Perhaps they should have taken a closer look at the Orange
parade, which despite calls from nationalist residents still
marched through Newcastle on the day of James's funeral. Perhaps
they should have looked at the ``kick the pope'' bandsmen, since
kicking fenian heads seems to be part of the culture of
Orangeism.
We should not be surprised that the person arrested and charged
with the killing is lodged in the Loyalist Volunteer Force wing
in Long Kesh. Nor should we be surprised that there were no house
searches, no kicking down doors, no wholesale arrests of suspects
in the protestant communities, around Castlewellan or in Aghalee,
after the brutal murder of James and the equally brutal murder of
18 year old Bernadette Martin.
Why should nationalists have any faith in the RUC investigations
into the almost 500 sectarian murders of Catholics, when there is
so much evidence accumulated over the years of RUC complicity in
such killings?
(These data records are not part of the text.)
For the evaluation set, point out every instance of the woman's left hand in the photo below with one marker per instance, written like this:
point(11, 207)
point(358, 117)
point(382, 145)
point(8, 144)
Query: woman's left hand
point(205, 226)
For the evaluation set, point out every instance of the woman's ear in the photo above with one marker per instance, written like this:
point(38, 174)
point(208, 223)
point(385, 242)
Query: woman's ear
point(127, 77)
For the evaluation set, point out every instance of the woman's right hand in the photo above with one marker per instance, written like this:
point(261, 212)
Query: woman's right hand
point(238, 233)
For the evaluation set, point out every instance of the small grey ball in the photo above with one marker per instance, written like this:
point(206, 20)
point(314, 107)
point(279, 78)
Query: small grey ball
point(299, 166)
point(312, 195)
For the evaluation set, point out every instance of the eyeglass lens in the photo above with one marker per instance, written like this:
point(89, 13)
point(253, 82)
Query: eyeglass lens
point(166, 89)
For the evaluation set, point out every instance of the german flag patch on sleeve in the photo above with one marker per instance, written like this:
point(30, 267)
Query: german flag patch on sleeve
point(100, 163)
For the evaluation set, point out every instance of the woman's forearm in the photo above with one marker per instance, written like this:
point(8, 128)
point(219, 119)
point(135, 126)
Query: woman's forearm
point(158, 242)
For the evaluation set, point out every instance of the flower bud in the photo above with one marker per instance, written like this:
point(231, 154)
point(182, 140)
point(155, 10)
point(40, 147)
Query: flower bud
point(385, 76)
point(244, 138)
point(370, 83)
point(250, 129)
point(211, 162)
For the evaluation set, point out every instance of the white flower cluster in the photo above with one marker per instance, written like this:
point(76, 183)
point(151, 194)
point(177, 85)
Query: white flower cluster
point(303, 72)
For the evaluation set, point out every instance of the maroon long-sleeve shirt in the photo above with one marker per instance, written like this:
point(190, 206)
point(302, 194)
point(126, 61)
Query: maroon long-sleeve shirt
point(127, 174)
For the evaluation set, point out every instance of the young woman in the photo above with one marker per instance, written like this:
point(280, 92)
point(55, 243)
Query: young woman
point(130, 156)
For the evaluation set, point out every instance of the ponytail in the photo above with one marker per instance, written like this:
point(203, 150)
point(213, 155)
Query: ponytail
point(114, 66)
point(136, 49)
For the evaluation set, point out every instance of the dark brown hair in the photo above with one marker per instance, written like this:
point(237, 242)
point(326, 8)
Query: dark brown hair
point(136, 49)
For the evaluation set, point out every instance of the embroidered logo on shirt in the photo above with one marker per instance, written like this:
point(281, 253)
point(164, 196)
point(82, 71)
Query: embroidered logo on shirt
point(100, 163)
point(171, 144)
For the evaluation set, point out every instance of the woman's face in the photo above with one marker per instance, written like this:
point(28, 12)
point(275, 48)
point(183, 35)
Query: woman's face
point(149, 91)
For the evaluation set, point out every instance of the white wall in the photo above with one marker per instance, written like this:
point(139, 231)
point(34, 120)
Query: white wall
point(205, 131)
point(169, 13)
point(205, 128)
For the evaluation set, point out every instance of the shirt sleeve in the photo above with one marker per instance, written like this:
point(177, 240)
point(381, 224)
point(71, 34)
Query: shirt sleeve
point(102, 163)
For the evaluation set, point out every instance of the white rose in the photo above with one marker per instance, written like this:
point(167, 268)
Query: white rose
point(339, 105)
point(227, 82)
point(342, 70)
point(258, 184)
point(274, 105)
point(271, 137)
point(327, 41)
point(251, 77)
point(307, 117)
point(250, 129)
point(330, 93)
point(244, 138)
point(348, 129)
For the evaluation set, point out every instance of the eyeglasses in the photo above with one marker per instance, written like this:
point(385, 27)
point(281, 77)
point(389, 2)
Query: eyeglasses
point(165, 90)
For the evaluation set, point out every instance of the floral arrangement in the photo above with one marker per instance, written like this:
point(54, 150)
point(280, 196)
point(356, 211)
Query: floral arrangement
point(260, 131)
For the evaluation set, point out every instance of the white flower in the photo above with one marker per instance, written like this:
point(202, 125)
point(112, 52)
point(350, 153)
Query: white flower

The King Rat cartoon painted on the door of an RUC
Land Rover passing through the village of Dunloy last month spoke
volumes to the Nationalist community living there. While the RUC
may dismiss any claims that the cartoon referred to Billy Wright,
nicknamed King Rat, and leader of the LVF, no one in Dunloy is
likely to believe them, particularly after that other loyalist
group, the UDA, in an article in its magazine, Combat stated that
the putrid, stinking, republican boil, Dunloy, should be lanced.
The terminology of such articles, which describes nationalist
communities as cesspits besmirching Protestant counties, and
advocating ``raw, naked violence as a weapon in a Bosnian style
ethnic cleansing of Ulster'' reflects a deep rooted sectarianism
and bigotry, which views Catholics as less than human and
therefore to be disposed of like animals. Such thinking produces
people like the Shankhill Butchers, the George Seawrights, the
Lenny Murphys, the Michael Stones and the King Rats, and it
produces the death and disposal of a young Catholic man in a most
inhuman manner. What all these people have in common, apart from
their hatred of Catholics, is the Orange Order and the flute
bands. It is well recorded that Orange Halls were used as
recruiting offices for the UVF.
It is no accident that the latest wave of sectarian murders
coincides with the marching season. We should not be misled into
believing that the Orange Order is a cultural organisation, a
million miles away from any responsibility for the deaths of Sean
Browne, Michael McGoldrick, Robert Hamill, Bernadette Martin and
James Morgan.
Those of us who listen to the Orangemen marching down the streets
of Dunloy, Bellaghy, the Lower Ormeau or Derry Walls, have heard
the screams of ``kill all fenian bastards and fuck the Pope''.
These marches, which purposely have been routed through Catholic
areas, are symbolic of a dog marking its territory. They have
nothing to do with folklore, or protestant heritage or even the
Battle of the Boyne. Their message is deeply sectarian and anti
Catholic. Those who try to be their mouthpieces because they
refuse to negotiate directly with residents groups, would do well
to remember that the Orange Order is a terrorist organisation, in
the true meaning of the term. They cannot and will not talk to
the nationalist community in the 6 counties, whose right to exist
as equals in this society they have never conceded.